RightLight launches efficient road lighting programme

Significant cost savings are on the horizon for ratepayers and councils around New Zealand through more efficient road lighting technology with seminars planned for Auckland and Hamilton in the New Year.

Apart from saving electricity and ratepayers’ money, the new road lighting technologies can offer added benefits of enhanced safety for drivers, cyclists and pedestrians.

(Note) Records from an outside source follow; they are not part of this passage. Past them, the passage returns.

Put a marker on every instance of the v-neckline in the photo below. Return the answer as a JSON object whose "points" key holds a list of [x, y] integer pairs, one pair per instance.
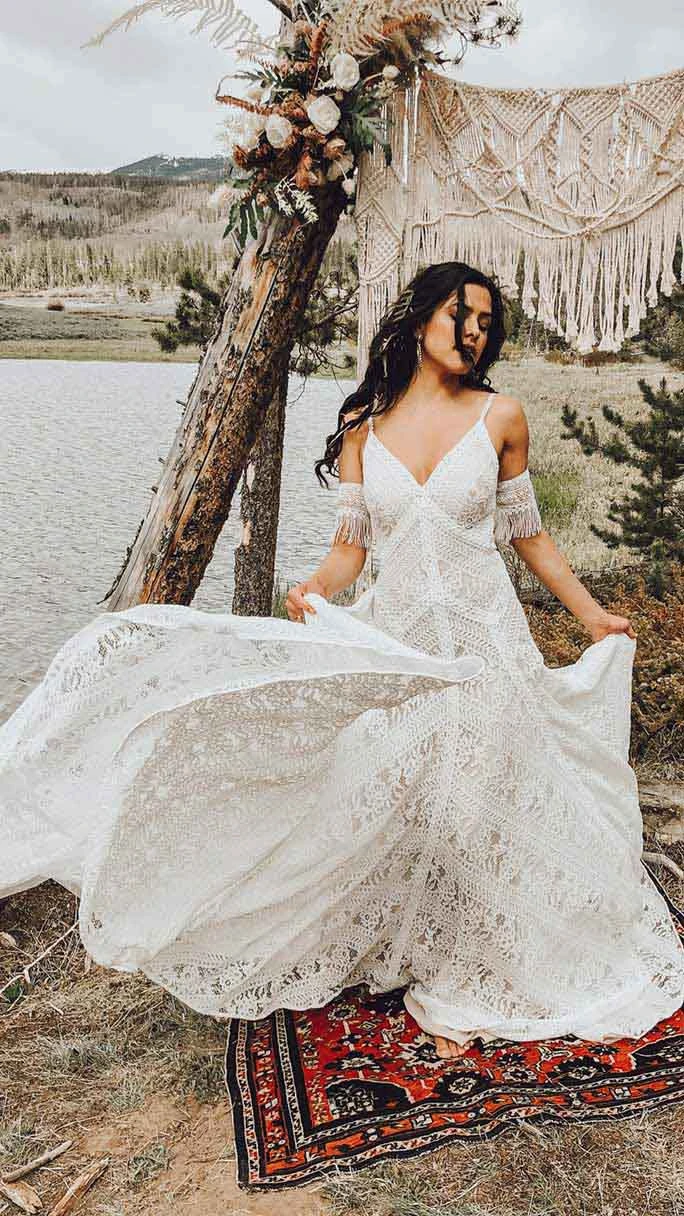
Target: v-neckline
{"points": [[422, 485]]}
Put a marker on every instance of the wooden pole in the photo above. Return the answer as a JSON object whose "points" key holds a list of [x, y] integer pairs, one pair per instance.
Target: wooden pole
{"points": [[235, 384]]}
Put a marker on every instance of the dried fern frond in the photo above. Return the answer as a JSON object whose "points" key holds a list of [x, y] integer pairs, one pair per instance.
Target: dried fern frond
{"points": [[231, 27], [359, 27]]}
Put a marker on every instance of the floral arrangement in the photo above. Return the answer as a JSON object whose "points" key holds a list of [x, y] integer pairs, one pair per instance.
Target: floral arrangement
{"points": [[306, 118], [312, 108], [309, 113]]}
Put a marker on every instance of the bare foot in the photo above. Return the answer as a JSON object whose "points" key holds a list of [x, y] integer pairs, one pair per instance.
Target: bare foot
{"points": [[448, 1050]]}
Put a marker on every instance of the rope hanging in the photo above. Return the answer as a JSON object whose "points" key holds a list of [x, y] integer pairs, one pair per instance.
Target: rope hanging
{"points": [[587, 184]]}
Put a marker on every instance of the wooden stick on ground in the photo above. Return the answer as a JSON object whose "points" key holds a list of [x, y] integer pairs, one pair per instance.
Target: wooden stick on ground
{"points": [[661, 859], [23, 975], [22, 1170], [78, 1187]]}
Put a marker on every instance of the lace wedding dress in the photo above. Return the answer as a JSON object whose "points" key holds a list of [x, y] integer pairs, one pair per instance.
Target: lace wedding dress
{"points": [[258, 814]]}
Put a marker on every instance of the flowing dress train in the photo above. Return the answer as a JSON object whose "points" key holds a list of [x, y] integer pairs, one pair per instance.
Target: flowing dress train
{"points": [[258, 814]]}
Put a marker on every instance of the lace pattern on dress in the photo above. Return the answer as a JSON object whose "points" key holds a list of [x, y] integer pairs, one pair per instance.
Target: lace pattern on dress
{"points": [[517, 513], [352, 518]]}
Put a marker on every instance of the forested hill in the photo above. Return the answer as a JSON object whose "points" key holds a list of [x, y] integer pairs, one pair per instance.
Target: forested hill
{"points": [[180, 168]]}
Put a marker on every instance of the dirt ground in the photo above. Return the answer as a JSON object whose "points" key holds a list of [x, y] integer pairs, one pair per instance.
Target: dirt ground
{"points": [[130, 1074]]}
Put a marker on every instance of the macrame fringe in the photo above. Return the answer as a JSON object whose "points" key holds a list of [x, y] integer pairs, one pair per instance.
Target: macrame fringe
{"points": [[514, 522], [352, 528], [587, 185]]}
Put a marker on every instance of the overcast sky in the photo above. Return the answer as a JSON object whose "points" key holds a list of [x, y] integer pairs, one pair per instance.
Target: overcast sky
{"points": [[151, 89]]}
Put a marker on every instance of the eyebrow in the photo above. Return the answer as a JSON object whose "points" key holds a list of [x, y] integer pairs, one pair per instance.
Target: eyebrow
{"points": [[482, 311]]}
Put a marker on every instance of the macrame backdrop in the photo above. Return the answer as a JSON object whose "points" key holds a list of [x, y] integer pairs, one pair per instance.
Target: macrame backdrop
{"points": [[587, 184]]}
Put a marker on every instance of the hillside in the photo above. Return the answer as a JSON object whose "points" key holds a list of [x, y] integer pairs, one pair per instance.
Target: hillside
{"points": [[179, 168], [79, 230]]}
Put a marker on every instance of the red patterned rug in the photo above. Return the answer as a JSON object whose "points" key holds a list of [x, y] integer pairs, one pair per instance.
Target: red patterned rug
{"points": [[358, 1081]]}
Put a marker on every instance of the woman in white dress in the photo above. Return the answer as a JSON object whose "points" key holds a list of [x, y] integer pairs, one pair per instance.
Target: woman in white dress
{"points": [[258, 815]]}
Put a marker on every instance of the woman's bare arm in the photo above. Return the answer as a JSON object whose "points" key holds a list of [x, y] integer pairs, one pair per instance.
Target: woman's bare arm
{"points": [[539, 552], [343, 563]]}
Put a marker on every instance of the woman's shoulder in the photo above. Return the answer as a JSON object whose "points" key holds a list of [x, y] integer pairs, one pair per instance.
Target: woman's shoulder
{"points": [[509, 411]]}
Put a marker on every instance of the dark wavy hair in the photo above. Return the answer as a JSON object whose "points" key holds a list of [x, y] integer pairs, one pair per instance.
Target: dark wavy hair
{"points": [[393, 355]]}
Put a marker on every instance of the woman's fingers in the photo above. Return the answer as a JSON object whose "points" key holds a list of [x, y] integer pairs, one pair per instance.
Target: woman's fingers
{"points": [[296, 604]]}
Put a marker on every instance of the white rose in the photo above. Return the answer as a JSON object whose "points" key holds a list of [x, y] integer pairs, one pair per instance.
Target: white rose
{"points": [[324, 114], [345, 69], [340, 167], [278, 129]]}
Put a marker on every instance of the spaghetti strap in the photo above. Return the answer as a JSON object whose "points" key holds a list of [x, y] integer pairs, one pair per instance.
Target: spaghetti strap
{"points": [[487, 404]]}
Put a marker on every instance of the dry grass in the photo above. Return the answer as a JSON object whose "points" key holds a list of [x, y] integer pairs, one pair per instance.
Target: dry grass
{"points": [[587, 483], [633, 1167]]}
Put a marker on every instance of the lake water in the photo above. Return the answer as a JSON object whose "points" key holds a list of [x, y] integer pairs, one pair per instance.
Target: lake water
{"points": [[79, 444]]}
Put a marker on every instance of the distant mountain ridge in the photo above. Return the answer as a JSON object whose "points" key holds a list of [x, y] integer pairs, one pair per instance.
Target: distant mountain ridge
{"points": [[180, 168]]}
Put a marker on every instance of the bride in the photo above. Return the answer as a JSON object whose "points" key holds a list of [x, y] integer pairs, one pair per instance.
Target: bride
{"points": [[258, 815]]}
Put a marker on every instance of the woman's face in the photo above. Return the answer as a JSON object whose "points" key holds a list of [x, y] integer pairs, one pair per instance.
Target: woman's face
{"points": [[439, 335]]}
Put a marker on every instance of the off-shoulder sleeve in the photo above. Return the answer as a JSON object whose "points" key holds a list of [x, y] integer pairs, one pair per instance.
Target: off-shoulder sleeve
{"points": [[352, 518], [517, 513]]}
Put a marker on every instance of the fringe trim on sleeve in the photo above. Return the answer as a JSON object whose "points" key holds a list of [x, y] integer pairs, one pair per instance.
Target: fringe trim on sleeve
{"points": [[352, 518], [517, 512]]}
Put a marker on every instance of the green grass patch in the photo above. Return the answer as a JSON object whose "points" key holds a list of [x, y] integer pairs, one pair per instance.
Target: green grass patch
{"points": [[558, 495]]}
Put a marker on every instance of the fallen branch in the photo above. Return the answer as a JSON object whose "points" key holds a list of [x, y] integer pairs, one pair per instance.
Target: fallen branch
{"points": [[22, 1170], [661, 859], [78, 1187], [23, 975]]}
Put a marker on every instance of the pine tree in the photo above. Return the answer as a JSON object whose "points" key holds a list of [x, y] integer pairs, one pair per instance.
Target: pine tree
{"points": [[195, 313], [650, 517]]}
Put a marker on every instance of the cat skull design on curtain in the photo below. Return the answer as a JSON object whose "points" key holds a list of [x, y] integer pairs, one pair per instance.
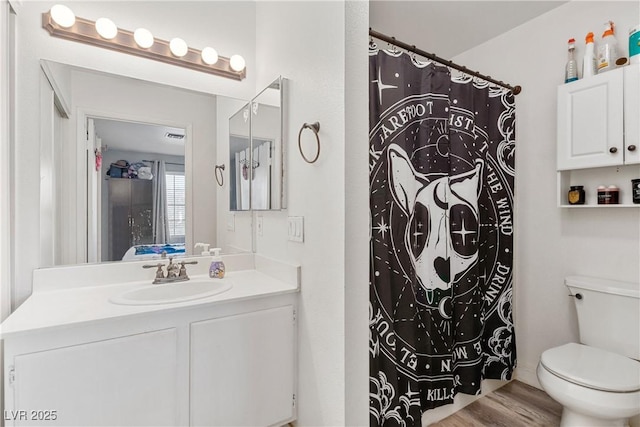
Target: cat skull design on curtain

The Electricity Commission’s efficient road-lighting seminar, run as part of its highly successful RightLight campaign, has generated widespread interest from local authority lighting engineers and consultants throughout the country

The seminar launched special online resources designed to help councils compare the efficiency of their current road lighting networks with more efficient options and to calculate the costs and saving potential.

Reefton was the first town in the southern hemisphere to install street lights in 1888 and the seminar is the first attempt to co-ordinate road lighting in New Zealand for 121 years.

“We sent out an invitation and had twice the demand we expected,” Justine McDermott, Efficient Road Lighting Project Manager said. “We had to add additional seminars in both Christchurch and Wellington, and we now have around 100 people trained in the use of the new tools.”

Ms McDermott said that to meet demand, the Commission would run more seminars in Auckland, Dunedin and Hamilton in the New Year.

Every year, New Zealand’s 330,000 road lights run for 4000 hours each at a cost of $30 million to ratepayers.

A Christchurch City Council trial of the new technology at Avonhead achieved savings of 25 to 50 percent in electricity costs, Ms McDermott said.